Si vous l'aimez, elle aimerait que vos yeux guettent sur sa bouche la forme grise des mots vrais dans l'esbroufe des phrases louches,
que la couleur de votre voix irrigue de miel vos paroles, que votre regard quelquefois de ses faiblesses la console,
et que la courbe de vos bras, plus douce que l'ombre du saule, quand le monde s'écroulera, repose autour de ses épaules. |
RÉALISME De ma fenêtre au ras du toit, Je n’attends pas, comme on le croit, Que vienne l’oiseau de légende Ni que le ciel en pluie épande L’or que prit Zeus pour masque étroit.

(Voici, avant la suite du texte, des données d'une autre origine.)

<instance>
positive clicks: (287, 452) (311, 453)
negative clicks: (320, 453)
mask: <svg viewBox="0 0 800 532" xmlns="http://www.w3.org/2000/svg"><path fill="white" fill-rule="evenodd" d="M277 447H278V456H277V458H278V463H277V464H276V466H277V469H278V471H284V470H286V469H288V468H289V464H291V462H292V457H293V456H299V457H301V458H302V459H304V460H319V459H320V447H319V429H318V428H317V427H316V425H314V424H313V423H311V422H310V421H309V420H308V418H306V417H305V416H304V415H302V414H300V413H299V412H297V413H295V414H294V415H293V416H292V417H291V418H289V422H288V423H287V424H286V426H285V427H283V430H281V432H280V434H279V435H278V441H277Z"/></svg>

Ni mon front sur le verre froid Ni mon esprit - bien trop adroit - Ne rêvent d’un cœur qui dépende De ma fenêtre.
Et quand la pulpe de mon doigt Dans la buée ouvre un détroit Et le festonne et l’enguirlande, Mon œil n’escompte pour provende Que voir clairement ce qu’on voit De ma fenêtre.